The Heresies of Vatican II
March 15, 2025
THE system of beliefs created by the Second Vatican Council (1962-1965) rejects Catholicism and is not the same religion.
For a sound list and explanation of some of the heresies included in the council documents and promulgated by leaders of the new religion, often referred to as Modernism, I recommend the article “The Principle Heresies and other Errors of Vatican II” by John Daly and John Lane.
This document comprises a list of the most important contradictions of Catholic doctrine we are aware of in the pronouncements of Vatican II, together with a summary, in each case, of the evidence showing that the false teaching is heretical, or in a few cases worthy of some less serious note of censure. We suspect that a careful reading of the Vatican II documents would bring many more heresies to light, but we think that those listed below are the best known and most blatant ones.

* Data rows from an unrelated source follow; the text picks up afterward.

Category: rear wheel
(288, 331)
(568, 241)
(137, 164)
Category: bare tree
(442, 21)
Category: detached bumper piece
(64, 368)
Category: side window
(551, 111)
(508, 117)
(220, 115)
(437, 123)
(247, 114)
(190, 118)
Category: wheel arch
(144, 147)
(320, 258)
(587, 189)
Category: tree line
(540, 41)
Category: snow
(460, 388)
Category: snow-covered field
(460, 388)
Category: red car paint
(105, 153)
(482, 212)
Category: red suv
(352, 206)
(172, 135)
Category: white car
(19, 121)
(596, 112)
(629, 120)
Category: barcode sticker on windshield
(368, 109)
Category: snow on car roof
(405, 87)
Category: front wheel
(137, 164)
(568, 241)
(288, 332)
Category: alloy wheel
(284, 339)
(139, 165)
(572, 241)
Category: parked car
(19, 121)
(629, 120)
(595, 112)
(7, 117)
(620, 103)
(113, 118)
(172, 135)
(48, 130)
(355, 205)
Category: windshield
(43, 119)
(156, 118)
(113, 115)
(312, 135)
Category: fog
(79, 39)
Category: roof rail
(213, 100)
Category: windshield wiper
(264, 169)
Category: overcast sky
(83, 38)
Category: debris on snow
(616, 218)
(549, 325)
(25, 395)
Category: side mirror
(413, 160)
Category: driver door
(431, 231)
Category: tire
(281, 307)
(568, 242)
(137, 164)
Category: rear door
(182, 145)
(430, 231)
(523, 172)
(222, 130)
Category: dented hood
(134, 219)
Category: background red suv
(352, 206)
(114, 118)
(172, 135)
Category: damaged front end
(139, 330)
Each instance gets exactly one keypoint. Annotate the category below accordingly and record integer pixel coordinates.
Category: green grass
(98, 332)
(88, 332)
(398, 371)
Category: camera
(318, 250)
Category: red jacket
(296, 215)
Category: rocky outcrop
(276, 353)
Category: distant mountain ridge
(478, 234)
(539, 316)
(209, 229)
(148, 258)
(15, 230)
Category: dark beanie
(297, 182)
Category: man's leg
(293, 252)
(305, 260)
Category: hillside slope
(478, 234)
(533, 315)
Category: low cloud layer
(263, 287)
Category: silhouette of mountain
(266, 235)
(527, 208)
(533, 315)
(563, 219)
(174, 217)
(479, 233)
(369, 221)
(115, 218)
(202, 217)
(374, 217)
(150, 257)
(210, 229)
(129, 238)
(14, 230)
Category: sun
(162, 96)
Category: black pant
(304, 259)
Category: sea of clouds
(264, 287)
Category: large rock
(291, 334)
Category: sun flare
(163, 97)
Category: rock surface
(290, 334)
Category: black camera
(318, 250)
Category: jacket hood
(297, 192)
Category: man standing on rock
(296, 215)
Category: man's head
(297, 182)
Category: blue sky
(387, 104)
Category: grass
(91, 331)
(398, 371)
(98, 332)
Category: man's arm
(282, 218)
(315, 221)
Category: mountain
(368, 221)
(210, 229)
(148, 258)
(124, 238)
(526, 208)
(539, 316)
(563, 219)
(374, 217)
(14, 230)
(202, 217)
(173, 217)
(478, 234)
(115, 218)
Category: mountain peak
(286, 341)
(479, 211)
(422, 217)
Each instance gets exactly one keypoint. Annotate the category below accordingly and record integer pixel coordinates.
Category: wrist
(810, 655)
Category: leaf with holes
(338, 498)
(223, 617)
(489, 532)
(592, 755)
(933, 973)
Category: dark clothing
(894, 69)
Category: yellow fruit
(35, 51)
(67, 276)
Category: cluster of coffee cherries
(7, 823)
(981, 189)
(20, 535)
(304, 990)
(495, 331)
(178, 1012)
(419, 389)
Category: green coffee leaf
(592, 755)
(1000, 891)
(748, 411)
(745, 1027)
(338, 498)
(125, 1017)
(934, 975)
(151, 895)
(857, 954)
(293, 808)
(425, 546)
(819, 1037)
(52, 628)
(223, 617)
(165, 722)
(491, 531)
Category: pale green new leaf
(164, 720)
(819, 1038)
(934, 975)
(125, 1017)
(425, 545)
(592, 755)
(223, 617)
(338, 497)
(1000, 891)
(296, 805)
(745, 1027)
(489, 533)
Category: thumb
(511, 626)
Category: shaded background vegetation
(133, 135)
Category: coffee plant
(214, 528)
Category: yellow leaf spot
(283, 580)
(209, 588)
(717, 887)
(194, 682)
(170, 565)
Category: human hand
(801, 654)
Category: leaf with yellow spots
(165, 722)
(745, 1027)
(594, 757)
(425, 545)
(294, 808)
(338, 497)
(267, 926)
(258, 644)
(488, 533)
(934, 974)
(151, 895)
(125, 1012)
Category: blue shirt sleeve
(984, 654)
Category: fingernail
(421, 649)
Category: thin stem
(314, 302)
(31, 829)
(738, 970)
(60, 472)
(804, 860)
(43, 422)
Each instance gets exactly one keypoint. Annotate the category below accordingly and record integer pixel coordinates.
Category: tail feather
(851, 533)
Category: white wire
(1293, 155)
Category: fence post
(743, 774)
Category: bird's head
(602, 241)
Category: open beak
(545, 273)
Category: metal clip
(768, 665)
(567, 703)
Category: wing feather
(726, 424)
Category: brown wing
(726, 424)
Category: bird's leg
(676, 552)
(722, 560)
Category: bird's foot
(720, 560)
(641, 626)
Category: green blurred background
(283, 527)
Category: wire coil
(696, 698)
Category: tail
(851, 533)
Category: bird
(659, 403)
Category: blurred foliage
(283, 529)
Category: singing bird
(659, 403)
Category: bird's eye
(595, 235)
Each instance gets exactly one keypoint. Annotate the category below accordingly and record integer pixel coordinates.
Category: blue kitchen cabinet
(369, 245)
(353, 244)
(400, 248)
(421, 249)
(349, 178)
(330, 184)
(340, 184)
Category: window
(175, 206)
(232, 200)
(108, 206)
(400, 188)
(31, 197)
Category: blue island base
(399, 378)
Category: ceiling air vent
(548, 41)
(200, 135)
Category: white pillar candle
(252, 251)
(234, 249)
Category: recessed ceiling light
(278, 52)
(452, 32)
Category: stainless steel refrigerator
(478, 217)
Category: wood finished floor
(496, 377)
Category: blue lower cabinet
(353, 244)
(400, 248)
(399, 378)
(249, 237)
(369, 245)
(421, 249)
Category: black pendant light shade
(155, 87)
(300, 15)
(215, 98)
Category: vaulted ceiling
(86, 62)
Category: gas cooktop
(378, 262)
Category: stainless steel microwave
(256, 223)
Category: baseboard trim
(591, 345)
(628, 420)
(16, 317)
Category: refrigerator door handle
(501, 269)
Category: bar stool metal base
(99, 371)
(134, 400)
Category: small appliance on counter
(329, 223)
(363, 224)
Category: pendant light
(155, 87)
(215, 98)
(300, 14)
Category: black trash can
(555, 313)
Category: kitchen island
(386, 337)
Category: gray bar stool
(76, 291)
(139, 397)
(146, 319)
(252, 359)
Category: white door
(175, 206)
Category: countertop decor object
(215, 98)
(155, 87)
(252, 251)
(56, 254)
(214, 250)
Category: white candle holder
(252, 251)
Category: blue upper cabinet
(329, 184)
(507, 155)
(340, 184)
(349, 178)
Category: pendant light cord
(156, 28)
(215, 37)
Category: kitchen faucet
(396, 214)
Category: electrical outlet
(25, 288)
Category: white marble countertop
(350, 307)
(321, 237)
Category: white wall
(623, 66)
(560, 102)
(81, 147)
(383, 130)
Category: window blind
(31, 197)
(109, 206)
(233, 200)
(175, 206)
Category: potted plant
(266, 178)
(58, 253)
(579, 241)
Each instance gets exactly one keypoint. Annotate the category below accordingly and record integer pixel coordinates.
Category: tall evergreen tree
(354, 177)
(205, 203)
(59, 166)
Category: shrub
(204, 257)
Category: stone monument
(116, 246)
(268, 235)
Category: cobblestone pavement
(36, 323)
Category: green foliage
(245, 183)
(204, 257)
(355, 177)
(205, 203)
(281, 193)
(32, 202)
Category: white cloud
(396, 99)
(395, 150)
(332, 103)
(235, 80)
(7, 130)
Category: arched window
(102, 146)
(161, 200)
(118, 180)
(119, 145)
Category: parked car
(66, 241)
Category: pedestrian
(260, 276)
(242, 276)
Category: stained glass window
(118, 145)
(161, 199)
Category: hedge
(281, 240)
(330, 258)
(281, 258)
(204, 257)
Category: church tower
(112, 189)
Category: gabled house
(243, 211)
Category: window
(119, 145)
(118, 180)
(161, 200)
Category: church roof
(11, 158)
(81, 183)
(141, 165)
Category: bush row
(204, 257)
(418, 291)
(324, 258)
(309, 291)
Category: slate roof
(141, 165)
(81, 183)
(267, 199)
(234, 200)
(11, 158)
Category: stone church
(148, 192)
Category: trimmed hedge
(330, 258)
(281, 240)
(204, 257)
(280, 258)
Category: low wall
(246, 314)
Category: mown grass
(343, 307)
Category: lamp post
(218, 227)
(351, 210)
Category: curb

You may like the new religion. You may prefer the new religion. You may think it a vast improvement. You may focus on its many resemblances to Catholicism and contend that the rest doesn’t matter. You may insist on calling it Catholic. You may think dogma is evil and anyone who tells you otherwise deserves a punch in the nose because religion is all about what you feel, not what you think. But you cannot claim that it is the same religion practiced and defined for almost 2,000 years without denying the new religion’s explicit and public teachings.